Two quick points before we start. First off, Amanda Conner and Jimmy Palmiotti are two of that rare breed of comic creators whose work is always, without exception, worth reading. For years now the pair have been turning in top flight, endlessly varied creator owned material and some of the best work for hire comics on the planet. They don’t get huge amounts of acclaim, because people who are consistently very good at their jobs don’t tend to, but it’s deserved and long overdue.
Secondly, this is the first collection of a book that ends today. For a lot of readers, that’s a kiss of death which is a shame as it’s almost never true. I’ve worked in comics, as a retailer, journalist and writer for over a decade and in that time one of the biggest lessons I’ve learned is the validity of individual interpretations. A creative team’s run on a book, especially if they’re given a chance to wrap it up, is no less valid than an ongoing series. In fact, it’s arguably more valid, the individuality of vision giving the story an urgency and measure that a lot of ‘eternal’ books desperately need and frequently lack.
That’s what’s happened here, it’s great and you should buy it. Here’s why.
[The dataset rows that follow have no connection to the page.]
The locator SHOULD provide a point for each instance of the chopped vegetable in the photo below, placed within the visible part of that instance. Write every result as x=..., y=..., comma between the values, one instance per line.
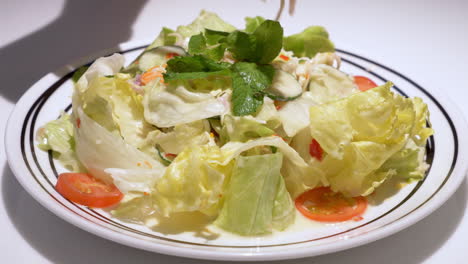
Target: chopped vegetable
x=86, y=190
x=323, y=205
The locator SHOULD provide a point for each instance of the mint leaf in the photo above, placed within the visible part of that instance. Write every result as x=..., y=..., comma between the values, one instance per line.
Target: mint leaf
x=309, y=42
x=248, y=82
x=244, y=100
x=252, y=23
x=214, y=36
x=269, y=41
x=194, y=67
x=198, y=44
x=241, y=45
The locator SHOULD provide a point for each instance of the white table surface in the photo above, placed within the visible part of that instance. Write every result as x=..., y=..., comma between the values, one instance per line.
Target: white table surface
x=426, y=40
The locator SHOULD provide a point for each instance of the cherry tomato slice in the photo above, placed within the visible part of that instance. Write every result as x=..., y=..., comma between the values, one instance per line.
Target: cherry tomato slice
x=364, y=83
x=323, y=205
x=86, y=190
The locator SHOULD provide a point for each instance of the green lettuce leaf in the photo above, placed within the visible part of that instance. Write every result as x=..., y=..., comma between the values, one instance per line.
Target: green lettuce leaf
x=205, y=20
x=243, y=128
x=256, y=197
x=309, y=42
x=252, y=23
x=248, y=81
x=57, y=135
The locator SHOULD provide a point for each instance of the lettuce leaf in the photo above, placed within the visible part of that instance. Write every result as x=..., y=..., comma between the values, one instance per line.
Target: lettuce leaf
x=111, y=102
x=194, y=181
x=175, y=105
x=328, y=84
x=309, y=42
x=205, y=20
x=299, y=109
x=243, y=128
x=57, y=135
x=233, y=149
x=298, y=179
x=100, y=150
x=252, y=23
x=255, y=188
x=359, y=134
x=181, y=137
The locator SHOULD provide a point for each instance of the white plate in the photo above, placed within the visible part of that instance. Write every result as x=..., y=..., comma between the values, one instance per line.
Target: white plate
x=37, y=172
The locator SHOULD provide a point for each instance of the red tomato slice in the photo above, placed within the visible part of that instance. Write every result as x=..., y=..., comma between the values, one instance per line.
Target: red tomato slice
x=323, y=205
x=315, y=150
x=364, y=83
x=86, y=190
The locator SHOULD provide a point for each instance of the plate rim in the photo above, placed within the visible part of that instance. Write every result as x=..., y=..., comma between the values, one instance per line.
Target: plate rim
x=193, y=252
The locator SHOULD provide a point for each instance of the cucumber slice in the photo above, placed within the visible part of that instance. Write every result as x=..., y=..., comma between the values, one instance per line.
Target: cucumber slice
x=284, y=87
x=152, y=57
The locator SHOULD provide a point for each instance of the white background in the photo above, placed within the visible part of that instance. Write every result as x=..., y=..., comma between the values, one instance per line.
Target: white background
x=425, y=40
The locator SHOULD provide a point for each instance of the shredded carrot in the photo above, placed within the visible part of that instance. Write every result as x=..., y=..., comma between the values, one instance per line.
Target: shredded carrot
x=284, y=57
x=151, y=74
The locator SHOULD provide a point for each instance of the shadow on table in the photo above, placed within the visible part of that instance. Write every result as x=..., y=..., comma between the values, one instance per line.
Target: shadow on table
x=61, y=242
x=83, y=27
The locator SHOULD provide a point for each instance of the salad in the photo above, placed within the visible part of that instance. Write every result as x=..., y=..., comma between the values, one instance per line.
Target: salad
x=243, y=126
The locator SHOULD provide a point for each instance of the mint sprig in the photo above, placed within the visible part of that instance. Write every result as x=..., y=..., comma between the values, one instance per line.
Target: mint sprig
x=250, y=76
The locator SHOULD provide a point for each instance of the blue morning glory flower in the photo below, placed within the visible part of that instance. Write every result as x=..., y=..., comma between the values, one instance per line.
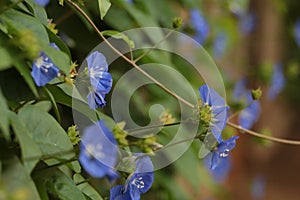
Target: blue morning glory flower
x=219, y=45
x=217, y=107
x=43, y=69
x=218, y=161
x=139, y=182
x=297, y=32
x=247, y=23
x=42, y=2
x=98, y=151
x=200, y=25
x=100, y=79
x=277, y=82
Kori, aka Starfire, is one of the most powerful characters in the DCU. Weirdly she’s also often been written as either a mindless bimbo, a child or a piece of sentient cheesecake with occasional dialogue. Conner and Palmiotti cut through all this, take the basic elements of her character and completely rebuild her. In doing so, they simultaneously improve everything about her and keep absolute faith with the core concepts of the character.
Their take on Kori has almost no filter. She’s an endlessly friendly, emotionally open young woman who can fly, is nearly invulnerable, has precisely no concept of metaphor or nuance and not much more of personal space. She’s incredibly, relentlessly sweet but that sweetness is tied in to a genuine innocence that’s fundamental to the character. She’s still a 6 foot plus, orange skinned powerhouse but she has agency not artifice. She’s not an idiot, a child, a bimbo or a slut. She’s an alien and everything from her lack of filter to her cheerful willingness to use her powers speaks to that. It’s a tiny, subtle shift but it’s a revolutionary one.
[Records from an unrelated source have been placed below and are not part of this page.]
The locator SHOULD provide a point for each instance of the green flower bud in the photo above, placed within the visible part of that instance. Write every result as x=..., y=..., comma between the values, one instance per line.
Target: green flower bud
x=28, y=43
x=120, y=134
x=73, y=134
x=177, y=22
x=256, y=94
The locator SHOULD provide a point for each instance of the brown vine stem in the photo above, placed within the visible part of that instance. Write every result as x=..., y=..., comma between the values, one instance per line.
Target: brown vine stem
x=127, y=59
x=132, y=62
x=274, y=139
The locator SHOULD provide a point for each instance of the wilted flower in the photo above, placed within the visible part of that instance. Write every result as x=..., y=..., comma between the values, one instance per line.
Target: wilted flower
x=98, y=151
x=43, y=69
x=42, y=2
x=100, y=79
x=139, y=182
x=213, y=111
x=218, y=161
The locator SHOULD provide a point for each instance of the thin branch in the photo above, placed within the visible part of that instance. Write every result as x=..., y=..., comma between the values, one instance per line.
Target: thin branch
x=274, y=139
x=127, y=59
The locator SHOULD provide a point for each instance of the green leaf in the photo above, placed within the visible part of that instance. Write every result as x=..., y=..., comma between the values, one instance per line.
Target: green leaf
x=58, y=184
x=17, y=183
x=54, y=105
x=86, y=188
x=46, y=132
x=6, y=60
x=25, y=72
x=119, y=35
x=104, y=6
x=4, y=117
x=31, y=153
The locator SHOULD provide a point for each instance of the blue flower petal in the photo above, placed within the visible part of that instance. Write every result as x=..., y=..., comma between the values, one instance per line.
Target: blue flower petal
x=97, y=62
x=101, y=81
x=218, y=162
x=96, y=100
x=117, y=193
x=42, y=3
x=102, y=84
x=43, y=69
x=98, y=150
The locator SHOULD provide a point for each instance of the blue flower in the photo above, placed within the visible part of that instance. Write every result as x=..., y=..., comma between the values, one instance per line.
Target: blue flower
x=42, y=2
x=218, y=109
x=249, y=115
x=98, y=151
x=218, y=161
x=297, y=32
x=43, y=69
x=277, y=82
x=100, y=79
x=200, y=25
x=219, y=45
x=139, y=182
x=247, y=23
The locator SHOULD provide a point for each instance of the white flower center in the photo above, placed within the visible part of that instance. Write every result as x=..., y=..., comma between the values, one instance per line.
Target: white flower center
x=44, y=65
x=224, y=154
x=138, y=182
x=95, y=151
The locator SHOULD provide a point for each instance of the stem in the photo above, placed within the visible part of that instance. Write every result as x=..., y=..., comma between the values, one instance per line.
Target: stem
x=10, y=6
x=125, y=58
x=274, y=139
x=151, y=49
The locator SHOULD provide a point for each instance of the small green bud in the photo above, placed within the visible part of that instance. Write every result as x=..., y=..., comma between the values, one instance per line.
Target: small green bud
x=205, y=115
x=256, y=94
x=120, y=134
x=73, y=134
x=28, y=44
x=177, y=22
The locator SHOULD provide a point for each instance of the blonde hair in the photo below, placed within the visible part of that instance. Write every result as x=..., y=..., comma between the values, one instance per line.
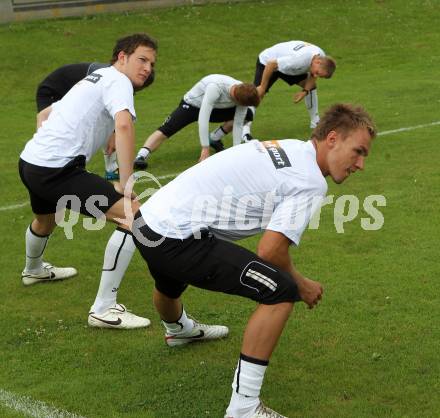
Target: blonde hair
x=329, y=65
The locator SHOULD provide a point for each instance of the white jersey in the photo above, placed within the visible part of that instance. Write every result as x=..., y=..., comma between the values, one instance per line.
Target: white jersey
x=213, y=92
x=81, y=122
x=293, y=57
x=275, y=185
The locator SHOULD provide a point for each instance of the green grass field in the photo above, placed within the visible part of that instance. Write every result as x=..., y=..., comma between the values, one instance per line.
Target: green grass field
x=369, y=350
That’s reflected throughout the rest of the script too. This first volume sees her fight a bounty hunter from her home world, help another local superhuman and assist in disaster relief after a hurricane hits her new Florida home. She approaches each one with the same absolute dedication and compassion and that leads to moments of surprisingly visceral emotional impact. When the local sheriff mentions her grandmother has passed away, Kori tears up. It’s another moment of complete honesty and it takes Stella, the wonderfully grumpy local sheriff, out at the knees. Handled differently, a scene featuring two female leads brought to tears over a recent bereavement would feel crack handed. Here it’s gentle, compassionate and real. Likewise the later moment where Kori gets a job at the local aquarium by talking to one of their dolphins about why she’s sad. From other characters it would play as deeply odd. From Kori, especially in the hands of a team this great, it’s just who she is.
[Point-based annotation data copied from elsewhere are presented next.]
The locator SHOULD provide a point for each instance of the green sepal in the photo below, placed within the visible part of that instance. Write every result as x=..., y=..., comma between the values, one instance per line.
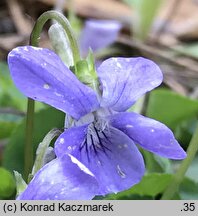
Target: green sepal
x=20, y=183
x=86, y=72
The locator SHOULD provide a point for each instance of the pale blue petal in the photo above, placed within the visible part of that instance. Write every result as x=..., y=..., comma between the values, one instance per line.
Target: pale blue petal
x=110, y=155
x=41, y=75
x=61, y=179
x=124, y=80
x=149, y=134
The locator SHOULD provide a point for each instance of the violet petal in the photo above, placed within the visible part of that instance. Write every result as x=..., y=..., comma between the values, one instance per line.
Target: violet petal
x=149, y=134
x=110, y=155
x=124, y=80
x=61, y=179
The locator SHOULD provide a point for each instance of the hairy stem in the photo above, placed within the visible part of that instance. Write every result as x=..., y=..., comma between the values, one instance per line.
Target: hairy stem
x=28, y=151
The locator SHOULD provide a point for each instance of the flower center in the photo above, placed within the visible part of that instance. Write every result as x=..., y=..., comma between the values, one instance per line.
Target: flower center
x=97, y=139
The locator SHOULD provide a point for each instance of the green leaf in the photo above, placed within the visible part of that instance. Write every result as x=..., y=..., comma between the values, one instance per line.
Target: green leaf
x=7, y=183
x=9, y=94
x=188, y=189
x=8, y=123
x=170, y=108
x=45, y=120
x=151, y=185
x=20, y=183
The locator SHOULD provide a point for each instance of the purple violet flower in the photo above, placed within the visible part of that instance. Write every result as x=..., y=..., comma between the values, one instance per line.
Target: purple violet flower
x=98, y=34
x=98, y=154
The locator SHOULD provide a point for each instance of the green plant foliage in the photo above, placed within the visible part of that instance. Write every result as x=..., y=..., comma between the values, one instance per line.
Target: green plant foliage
x=7, y=184
x=8, y=123
x=9, y=94
x=170, y=108
x=45, y=120
x=189, y=189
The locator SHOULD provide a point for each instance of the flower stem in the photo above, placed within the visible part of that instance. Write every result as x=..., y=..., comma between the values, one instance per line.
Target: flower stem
x=28, y=151
x=65, y=24
x=179, y=175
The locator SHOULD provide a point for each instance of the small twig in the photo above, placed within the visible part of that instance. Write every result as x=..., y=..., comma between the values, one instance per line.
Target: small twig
x=155, y=52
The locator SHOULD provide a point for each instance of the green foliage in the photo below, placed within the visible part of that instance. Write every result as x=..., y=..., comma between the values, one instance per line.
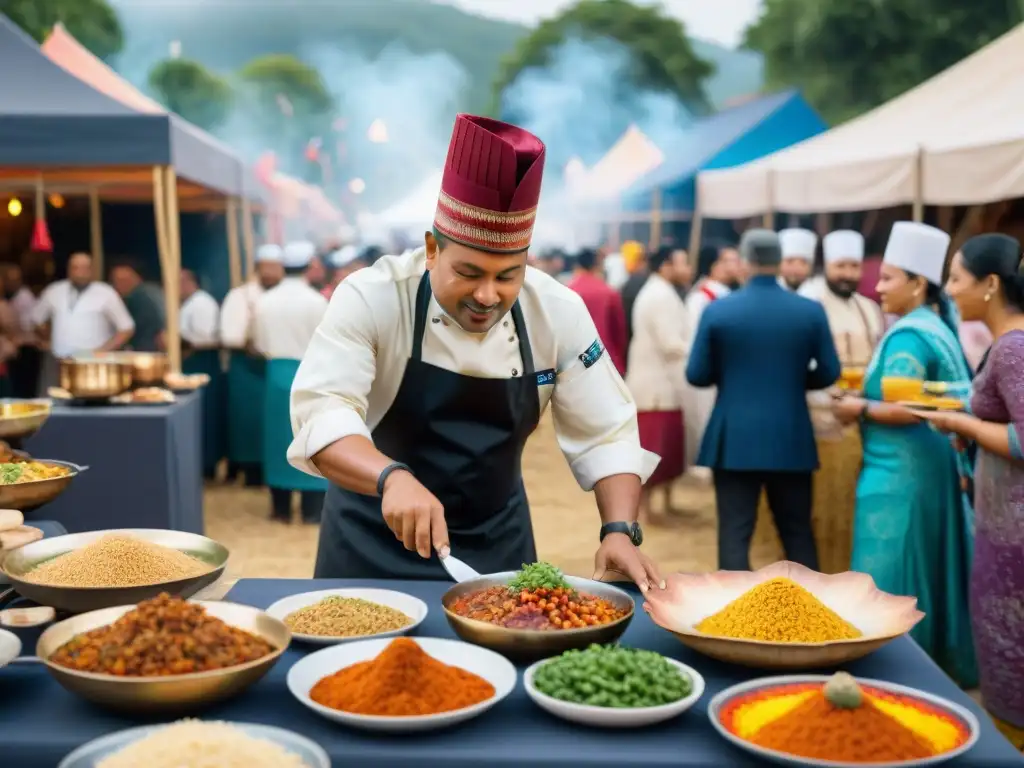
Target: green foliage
x=192, y=91
x=93, y=23
x=662, y=57
x=850, y=55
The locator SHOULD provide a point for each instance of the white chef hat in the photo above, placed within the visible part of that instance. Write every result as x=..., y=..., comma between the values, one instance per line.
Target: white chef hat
x=843, y=245
x=269, y=252
x=298, y=254
x=918, y=248
x=798, y=244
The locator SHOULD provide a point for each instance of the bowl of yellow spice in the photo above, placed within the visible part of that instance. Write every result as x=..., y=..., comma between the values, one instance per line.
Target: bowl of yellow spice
x=782, y=616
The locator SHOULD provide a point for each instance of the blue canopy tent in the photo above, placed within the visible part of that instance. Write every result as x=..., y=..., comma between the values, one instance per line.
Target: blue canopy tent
x=729, y=137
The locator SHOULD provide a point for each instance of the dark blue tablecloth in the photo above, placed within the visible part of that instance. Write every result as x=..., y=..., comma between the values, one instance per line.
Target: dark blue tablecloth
x=40, y=722
x=145, y=465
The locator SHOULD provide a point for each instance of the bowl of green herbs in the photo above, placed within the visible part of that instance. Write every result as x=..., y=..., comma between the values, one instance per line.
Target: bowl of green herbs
x=537, y=611
x=610, y=686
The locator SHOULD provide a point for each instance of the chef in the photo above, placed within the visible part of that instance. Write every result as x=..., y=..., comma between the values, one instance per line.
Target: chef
x=798, y=257
x=430, y=371
x=200, y=326
x=245, y=368
x=287, y=317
That level of intelligence is present throughout. Conner and Palmiotti love titling individual scenes and that gives the book a rapid fire delivery that feels like a well-paced sitcom. There’s a sense of scale to every event and the format lets them shift gear from comedy to pathos without breaking stride. Likewise Emanuela Lupachino and Micro Pierfederici on pencils successfully communicate that subtle shift to Kori I mentioned earlier. She’s still an intensely glamorous character but they have an understanding of her physicality that previous artists have almost always lacked. This Kori is still a bombshell, in every sense of the word, but she’s also a bright, cheerful young woman with a sense of humor that’s far more wry than it first seems.
The inks by Ray McCarthy and Trevor Scott help immensely too, giving the series a fluid but detaild look while Hi-Fi’s colors give it the lush, sun drenched look that Florida needs. The art team also excel at the pictograms showing Kori’s literal interpretations of Earth slang, frequently the best gags in any given issue. Finally, Tom Napolitano’s letters give the entire cast unique timbres too their voices that help ground the whole book.
So, this is a series that won’t be returning after issue 12 and that’s a crying shame because I’d argue Starfire has never been better written. However, we do get 12 issues of one of the kindest people in the DCU trying to understand Florida, written and drawn by some truly A-list talent. I’d have loved to see more, but I’m so glad we got what we did.